UNAIR NEWS – The medical team of Faculty of Veterinary Medicine (FKH) Universitas Airlangga (UNAIR) headed to the location of the stranded whale in Modung Beach, Bangkalan, Madura on Friday, February 19, 2021. The team led by drh. Bilqisthi Ari Putra (drh. Bilqisthi) as Pathology Staff Faculty of Veterinary Medicine UNAIR and drh. Happy Ferdiansyah as Conservation Animal Researcher. The team left Surabaya at seven in the morning and arrived at ten in the site.
To UNAIR NEWS, drh. Bilqisthi explained that a total of fifty-two whales were stranded. When fishermen first discovered it, forty-nine whales had died, and three of them were alive. However, of the three who were alive, two of them died while trying to be saved, so only one was alive and was successfully returned to the sea.
“The stranded whales were the shortfin pilot whale,” she continued.
When they first arrived at the location, the team was divided into the antemortem and postmortem teams. The antemortem team focused on the whales that were still alive, rescue and monitor the health of the whales that were still alive.

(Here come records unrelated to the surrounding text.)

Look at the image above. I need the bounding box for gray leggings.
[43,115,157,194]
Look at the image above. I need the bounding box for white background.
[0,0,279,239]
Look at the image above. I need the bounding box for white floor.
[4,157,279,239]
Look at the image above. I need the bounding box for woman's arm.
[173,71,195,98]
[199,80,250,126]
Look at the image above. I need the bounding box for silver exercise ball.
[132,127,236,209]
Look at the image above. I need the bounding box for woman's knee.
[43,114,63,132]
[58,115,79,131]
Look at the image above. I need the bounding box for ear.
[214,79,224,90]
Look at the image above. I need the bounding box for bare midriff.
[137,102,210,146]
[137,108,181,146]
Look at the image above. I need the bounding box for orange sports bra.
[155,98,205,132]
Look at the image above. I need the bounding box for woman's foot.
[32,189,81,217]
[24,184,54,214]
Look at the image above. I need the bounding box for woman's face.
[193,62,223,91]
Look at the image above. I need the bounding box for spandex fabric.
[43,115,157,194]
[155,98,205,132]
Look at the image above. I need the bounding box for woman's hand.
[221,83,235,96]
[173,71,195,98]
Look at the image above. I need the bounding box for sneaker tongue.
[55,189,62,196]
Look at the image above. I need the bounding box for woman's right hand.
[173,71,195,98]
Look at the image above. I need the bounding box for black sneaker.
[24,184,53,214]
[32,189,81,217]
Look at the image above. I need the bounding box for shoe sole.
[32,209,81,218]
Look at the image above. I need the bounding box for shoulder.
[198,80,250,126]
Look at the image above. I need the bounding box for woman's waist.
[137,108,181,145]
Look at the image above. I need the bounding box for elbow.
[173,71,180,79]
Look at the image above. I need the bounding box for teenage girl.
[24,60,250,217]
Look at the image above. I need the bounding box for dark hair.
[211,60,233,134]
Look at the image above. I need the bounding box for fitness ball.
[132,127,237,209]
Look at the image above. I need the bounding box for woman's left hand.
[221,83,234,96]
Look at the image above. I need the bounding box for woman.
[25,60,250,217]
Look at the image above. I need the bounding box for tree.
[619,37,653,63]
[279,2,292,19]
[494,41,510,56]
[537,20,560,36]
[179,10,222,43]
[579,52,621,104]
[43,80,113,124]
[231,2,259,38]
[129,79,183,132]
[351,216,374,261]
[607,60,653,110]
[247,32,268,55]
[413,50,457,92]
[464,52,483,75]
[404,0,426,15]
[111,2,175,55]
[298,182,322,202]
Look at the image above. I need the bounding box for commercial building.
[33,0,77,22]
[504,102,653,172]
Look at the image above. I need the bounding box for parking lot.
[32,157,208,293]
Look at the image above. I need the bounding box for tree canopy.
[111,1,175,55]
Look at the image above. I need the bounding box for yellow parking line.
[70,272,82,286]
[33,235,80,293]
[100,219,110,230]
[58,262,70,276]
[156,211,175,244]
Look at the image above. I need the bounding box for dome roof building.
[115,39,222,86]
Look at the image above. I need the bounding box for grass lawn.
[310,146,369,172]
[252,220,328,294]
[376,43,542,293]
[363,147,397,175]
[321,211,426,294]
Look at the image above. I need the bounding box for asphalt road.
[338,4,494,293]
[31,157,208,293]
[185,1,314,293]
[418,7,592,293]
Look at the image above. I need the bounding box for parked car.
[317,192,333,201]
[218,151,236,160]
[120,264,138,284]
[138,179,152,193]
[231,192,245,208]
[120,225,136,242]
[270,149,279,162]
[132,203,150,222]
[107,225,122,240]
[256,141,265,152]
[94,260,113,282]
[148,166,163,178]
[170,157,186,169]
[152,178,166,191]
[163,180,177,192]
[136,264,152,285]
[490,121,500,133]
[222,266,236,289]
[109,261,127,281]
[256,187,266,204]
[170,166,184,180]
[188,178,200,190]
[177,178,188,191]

The postmortem team focused on whales that are dead, identifying their gender, size, age. After identification, a selection is carried out to select the most dominant whale to be used as an autopsy material.

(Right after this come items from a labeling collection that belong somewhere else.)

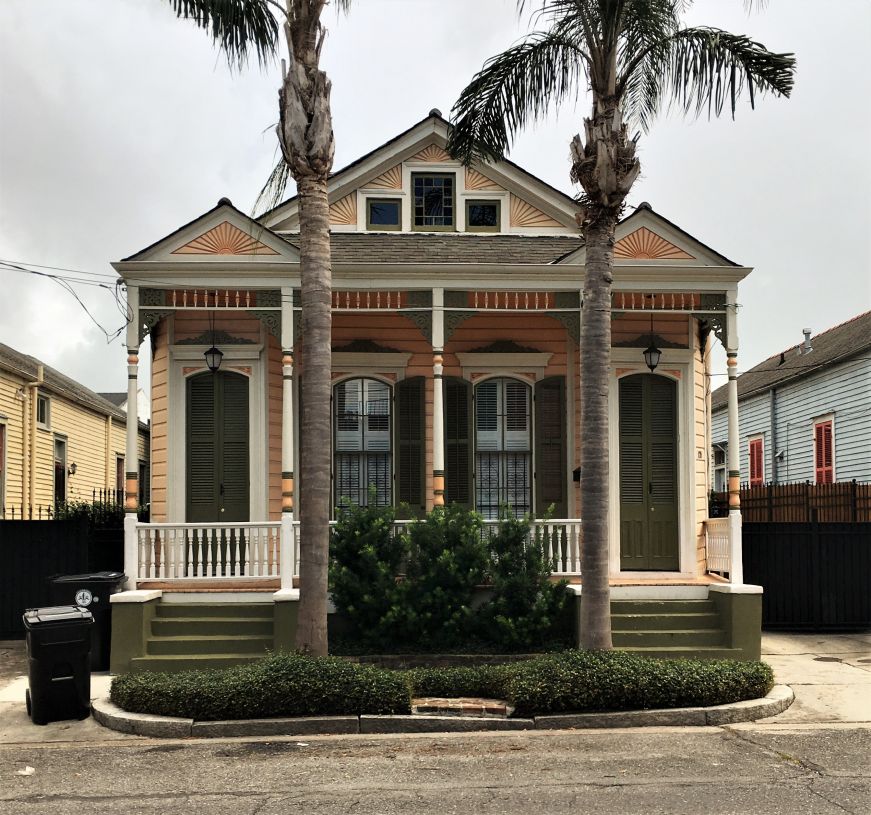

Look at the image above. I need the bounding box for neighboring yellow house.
[0,343,150,519]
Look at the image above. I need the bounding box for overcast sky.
[0,0,871,404]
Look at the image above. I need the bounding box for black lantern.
[203,313,224,374]
[644,313,662,373]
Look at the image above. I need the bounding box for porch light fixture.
[644,312,662,373]
[203,313,224,374]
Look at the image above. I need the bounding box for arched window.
[333,378,393,507]
[475,378,532,518]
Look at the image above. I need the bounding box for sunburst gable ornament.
[172,221,278,255]
[614,226,694,260]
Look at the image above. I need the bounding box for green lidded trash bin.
[23,606,94,724]
[51,572,127,671]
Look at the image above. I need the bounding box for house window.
[366,198,402,231]
[466,201,502,232]
[36,395,51,430]
[475,378,532,519]
[814,419,835,484]
[333,378,393,507]
[54,438,67,507]
[411,173,454,230]
[749,436,765,487]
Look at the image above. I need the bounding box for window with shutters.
[333,378,393,507]
[475,378,532,519]
[814,417,835,484]
[747,436,765,487]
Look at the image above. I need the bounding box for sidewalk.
[0,631,871,744]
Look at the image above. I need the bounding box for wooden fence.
[709,481,871,524]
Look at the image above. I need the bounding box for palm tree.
[448,0,795,649]
[170,0,350,655]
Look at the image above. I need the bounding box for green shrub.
[505,651,774,715]
[109,653,411,721]
[400,505,488,650]
[408,664,514,699]
[477,511,574,651]
[330,506,408,647]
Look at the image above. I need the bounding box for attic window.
[411,173,454,230]
[366,198,402,231]
[466,201,501,232]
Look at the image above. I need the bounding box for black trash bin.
[51,572,127,671]
[24,606,94,724]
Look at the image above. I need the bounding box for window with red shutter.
[750,439,765,487]
[814,419,835,484]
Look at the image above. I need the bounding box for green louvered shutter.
[395,376,426,516]
[535,376,568,518]
[443,377,472,508]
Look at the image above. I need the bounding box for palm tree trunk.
[580,212,617,649]
[296,178,332,656]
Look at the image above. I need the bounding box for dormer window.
[411,173,455,231]
[366,198,402,231]
[466,201,502,232]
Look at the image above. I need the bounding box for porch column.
[124,286,139,589]
[726,288,744,583]
[432,289,445,507]
[279,286,294,589]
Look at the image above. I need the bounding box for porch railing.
[705,518,732,576]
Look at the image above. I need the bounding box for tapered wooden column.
[726,289,744,583]
[432,289,445,507]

Not all whales can be identified because of the strong currents and water levels. Of the forty-nine whales that died, thirty-four were identified by the FKH team. Meanwhile, three of the identified whales were then subjected to an autopsy examination.
“Three whales were autopsied, two of them were male and one was female,” explained drh. Bilqisthi.

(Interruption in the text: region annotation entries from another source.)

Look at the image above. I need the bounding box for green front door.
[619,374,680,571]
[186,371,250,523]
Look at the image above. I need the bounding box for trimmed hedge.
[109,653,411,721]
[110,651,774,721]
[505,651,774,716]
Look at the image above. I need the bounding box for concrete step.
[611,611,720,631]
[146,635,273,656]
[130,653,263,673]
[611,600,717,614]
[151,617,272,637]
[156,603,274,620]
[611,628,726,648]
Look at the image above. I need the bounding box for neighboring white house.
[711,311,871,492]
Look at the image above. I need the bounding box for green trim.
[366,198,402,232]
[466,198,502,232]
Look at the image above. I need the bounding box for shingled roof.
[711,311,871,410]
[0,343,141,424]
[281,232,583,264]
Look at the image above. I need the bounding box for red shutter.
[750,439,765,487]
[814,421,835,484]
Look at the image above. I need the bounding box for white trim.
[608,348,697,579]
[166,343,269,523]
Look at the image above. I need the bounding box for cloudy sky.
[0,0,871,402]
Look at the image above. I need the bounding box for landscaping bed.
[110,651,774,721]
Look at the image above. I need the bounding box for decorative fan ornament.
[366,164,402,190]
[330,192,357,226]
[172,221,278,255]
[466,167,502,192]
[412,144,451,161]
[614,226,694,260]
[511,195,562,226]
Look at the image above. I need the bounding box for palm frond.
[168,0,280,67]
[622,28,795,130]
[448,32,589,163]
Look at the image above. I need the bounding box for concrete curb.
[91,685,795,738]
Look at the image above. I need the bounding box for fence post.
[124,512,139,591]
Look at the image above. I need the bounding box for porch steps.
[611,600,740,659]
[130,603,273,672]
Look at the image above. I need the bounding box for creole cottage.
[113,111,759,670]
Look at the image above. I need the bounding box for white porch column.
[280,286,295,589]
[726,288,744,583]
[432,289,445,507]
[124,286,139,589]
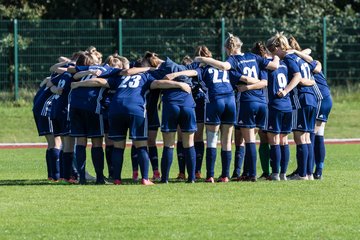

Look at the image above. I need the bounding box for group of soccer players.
[33,33,332,185]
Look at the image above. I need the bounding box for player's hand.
[71,82,78,89]
[236,85,249,92]
[277,89,288,98]
[194,57,203,62]
[164,73,175,80]
[179,82,191,93]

The selection of whales for autopsy is done based on size and condition. The whale selected for autopsy is the largest, assuming that the largest whale is the head of the colony with a length of five and a half meters and is male.
While the selected female whales are the largest, with a length of three and a half meters, the whales identified must not be in bad condition. It is still suitable for an autopsy.
“The autopsy can only be done at five in the afternoon with the help of security from the police, Koramil and local village officials,” she explained.
This support is in the form of security assistance and assistance in providing equipment and other necessities needed for an autopsy. The autopsy took approximately four and a half hours because it was completed at about half-past ten.
Not only doing an autopsy at the scene of the incident. The FKH team also took several samples for pathology examinations at the FKH UNAIR laboratory. The pathology examination was intended to determine the exact cause of the stranding of the fifty-two whales.
“We still can’t confirm the cause yet because when we saw that there was no sonar disturbance in the whales, we didn’t suspect volcanic activity under the sea either. So we need to study it through pathology examinations, “explained drh. Bilqisthi.
The team also considered natural factors because there had been a tornado in the Madura Strait before the incident. However, this assumption as the cause of the whale stranding is being examined through lab works.
According to drh. Bilqisthi, the short fin pilot whales, live in groups. When migrating, the group will follow the head of the colony. If the colony leader dies, it will be automatically replaced by an older male under the previous leader. However, if the colony leader is sick and has not died, the whale group will still follow the colony leader.
Apart from the medical team, six Faculty of Veterinary Medicine students volunteered to the field to help. They are Ramadhanty T, Yustisiane Ruth R, Ary Setya Hernanda, Akmal K. Ishak, Agus Arisma, and Shafira R. Ruyani.